Pek çok gazete haberleri bibliyografyası, kayıtlara geçmemiş yazma ve basma yeni kaynaklar ile müzik bibliyografyası genişlemeye devam etti. Bu üç cilde ulaşan bibliyografyayı, Müzikoloji Bölüm Başkanı olarak göreve başladığım Gazi Üniversitesi'ne proje olarak sunmak istedim. Rektör, üniversiteye para kazandırmayan projelerle ilgilenmediğini belirtti (2012). Proje istediğim gibi yapılırsa, uluslararası/enternasyonal/international olmaya çalışan bir üniversite için çok önemli bir prestij getireceğini anlattım. Rektör’ün teklifi "bunca yıllık emeğin karşılığını istemezsen düşünürüm" oldu.
Bir makale yayını dolayısıyla 2014 yılında Yeni Türkiye Yayınevi'ne gittim. Hasan Celal Güzel, sempatik yaratılışlı eskimeyen milletvekili, genç dinamik. Daha önce bir proje dolayısıyla tanışmıştık. Bir kopya bırakmamı, söz vermediğini ama bir yıl içinde bu konuda önemli bir sonuç alabileceğini, ancak ticari sonuç beklememi söyledi. Bir kopya da oraya bıraktım. Ancak hala bir cevap yok, sanırım gelmeyecek.

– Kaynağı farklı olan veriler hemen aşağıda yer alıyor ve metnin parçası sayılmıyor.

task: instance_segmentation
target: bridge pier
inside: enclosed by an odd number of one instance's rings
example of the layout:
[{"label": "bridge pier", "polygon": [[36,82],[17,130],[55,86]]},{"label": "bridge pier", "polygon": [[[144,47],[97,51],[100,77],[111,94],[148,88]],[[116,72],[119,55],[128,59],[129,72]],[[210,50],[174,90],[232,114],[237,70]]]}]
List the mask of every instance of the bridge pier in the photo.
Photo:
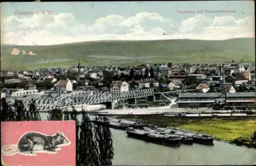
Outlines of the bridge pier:
[{"label": "bridge pier", "polygon": [[115,108],[114,102],[106,102],[106,109],[113,109]]},{"label": "bridge pier", "polygon": [[147,97],[148,102],[154,102],[156,100],[156,97],[155,96],[149,96]]},{"label": "bridge pier", "polygon": [[128,99],[128,104],[137,105],[137,99],[134,98]]}]

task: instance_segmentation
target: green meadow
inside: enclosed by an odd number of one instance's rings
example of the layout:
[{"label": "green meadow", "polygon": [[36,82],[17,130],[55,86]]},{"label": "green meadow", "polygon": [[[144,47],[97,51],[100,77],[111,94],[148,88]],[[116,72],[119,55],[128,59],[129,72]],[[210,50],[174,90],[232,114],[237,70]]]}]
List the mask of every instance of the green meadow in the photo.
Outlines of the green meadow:
[{"label": "green meadow", "polygon": [[[13,49],[36,56],[11,55]],[[29,69],[76,65],[255,61],[254,39],[98,41],[53,45],[2,45],[1,69]]]}]

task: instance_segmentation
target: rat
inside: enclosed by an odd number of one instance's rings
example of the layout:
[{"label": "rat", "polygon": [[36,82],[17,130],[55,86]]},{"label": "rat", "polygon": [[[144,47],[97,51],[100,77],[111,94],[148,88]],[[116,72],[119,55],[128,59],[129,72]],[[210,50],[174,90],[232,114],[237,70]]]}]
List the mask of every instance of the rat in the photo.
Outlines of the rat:
[{"label": "rat", "polygon": [[17,144],[7,145],[2,148],[5,156],[12,156],[18,153],[26,155],[36,155],[36,153],[56,154],[60,147],[71,144],[62,132],[57,132],[53,135],[30,131],[20,137]]}]

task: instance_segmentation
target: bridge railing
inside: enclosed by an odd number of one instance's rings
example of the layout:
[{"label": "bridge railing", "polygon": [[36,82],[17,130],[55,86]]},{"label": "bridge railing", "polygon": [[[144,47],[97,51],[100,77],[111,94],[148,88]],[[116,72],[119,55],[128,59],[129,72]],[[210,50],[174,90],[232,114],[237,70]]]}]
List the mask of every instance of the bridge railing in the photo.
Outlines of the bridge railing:
[{"label": "bridge railing", "polygon": [[[63,109],[82,104],[97,104],[114,102],[119,100],[141,98],[154,95],[153,89],[138,90],[112,93],[102,91],[74,91],[57,98],[26,98],[19,99],[28,109],[31,103],[35,102],[38,110],[48,110],[56,108]],[[14,101],[10,101],[12,102]]]}]

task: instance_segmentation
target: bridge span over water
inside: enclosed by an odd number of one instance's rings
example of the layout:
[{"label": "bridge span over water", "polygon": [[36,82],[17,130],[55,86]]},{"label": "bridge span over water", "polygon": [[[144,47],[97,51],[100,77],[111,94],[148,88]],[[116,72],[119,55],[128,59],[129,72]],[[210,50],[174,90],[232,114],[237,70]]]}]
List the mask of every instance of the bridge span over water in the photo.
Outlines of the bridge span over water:
[{"label": "bridge span over water", "polygon": [[[51,97],[26,98],[18,100],[22,101],[24,106],[29,109],[30,104],[34,102],[38,111],[50,110],[54,109],[64,109],[69,107],[83,104],[113,103],[115,101],[129,99],[136,99],[154,96],[154,90],[147,89],[111,93],[102,91],[75,91],[61,95],[57,98]],[[13,106],[14,101],[7,101]]]}]

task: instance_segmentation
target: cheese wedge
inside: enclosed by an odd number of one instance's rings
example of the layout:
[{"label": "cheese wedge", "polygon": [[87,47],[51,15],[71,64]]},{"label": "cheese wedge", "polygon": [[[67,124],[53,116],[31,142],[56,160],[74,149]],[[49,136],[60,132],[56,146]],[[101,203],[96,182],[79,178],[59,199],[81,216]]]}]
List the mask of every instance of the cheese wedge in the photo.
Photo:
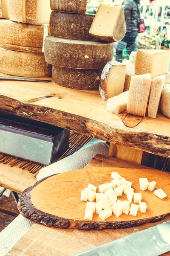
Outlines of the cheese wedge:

İşte Türkiye’de yayınlanmış Türk müziği ve Batı müziğini ilgilendiren bütün kitap ve makale yayınlarını, dergi ve gazete yazılarını, müzik belgelerini, müzik yazmalarını, müzik kaynaklarını başvuru eseri haline getirmeyi amaçlayan bir Müzik Bibliyografyası’nın başına gelenler. 1994’ten 2015’e kadar süren macera. Amin Maalof’a söylesek, Yüzüncü Ad veya Semerkand kitaplarında yaptığı gibi yeni bir roman yazacaktır.
Şundan eminim Türk müziği bibliyografyasında Mustafa Yeşil bir kahramandır. Başka Türk müziği bibliyografyası kahramanlarının olduğunu da biliyorum. Eleştirilere rağmen. Onur Akdoğu bir müzik bibliyografyası kahramanıdır. Müzik bibliyografyası derslerinde kitabından söz ettiğimiz ancak mevcudu kalmadığı için satın alamadıkları kitabın yazarı M. Salih Ergan.
Yıllar önce müzikoloji alanında gördüğüm önemli bir eksiklik idi. Bütün elektronik imkanlara rağmen hala Türk müzikolojisi alanında bu eksiklik mevcuttur.
Türkiye’de müziğin sponsorları, projelere destek vereceğini söyleyen, proje arayan resmi makamlar ve kuruluşlar, neredesiniz, çağrım sizlere.